L’alcoolémie, un fléau sur nos routes
Lors de cette tournée motarde, Loïc Loffroy, gérant du magasin Dafy à Nîmes, a sollicité les équipes de la préfecture du Gard pour alerter sur les dangers de l'alccol au volant. "C’est un sujet que l’on préfère souvent ignorer," fait-il remarquer. "Organiser un événement festif, mais sécurisé, est donc essentiel."

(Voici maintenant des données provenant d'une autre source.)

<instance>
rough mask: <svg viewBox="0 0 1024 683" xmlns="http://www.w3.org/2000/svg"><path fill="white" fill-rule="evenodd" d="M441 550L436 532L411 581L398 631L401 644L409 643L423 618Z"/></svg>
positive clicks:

Installé devant le magasin, Pierre Behaeghel anime le stand de prévention. Il propose un parcours simulant les effets de l'alcool et un atelier éducatif sur les doses permises. Il insiste sur le fait que "l'alcool reste la deuxième cause d'accidents mortels sur nos routes, juste après la vitesse." Selon lui, le risque d'accident augmente de manière significative, multiplié par dix, quand l'alcool dans le sang dépasse 0,5 g/L. "L'atelier connaît un bon succès. Cela permet aux participants de prendre la mesure des risques, et nous leur offrons des solutions," précise-t-il. Un ancien gendarme, devenu bénévole, témoigne de son besoin d'agir en amont : "J'ai vu trop de permis suspendus, ou pire. La prévention est essentielle."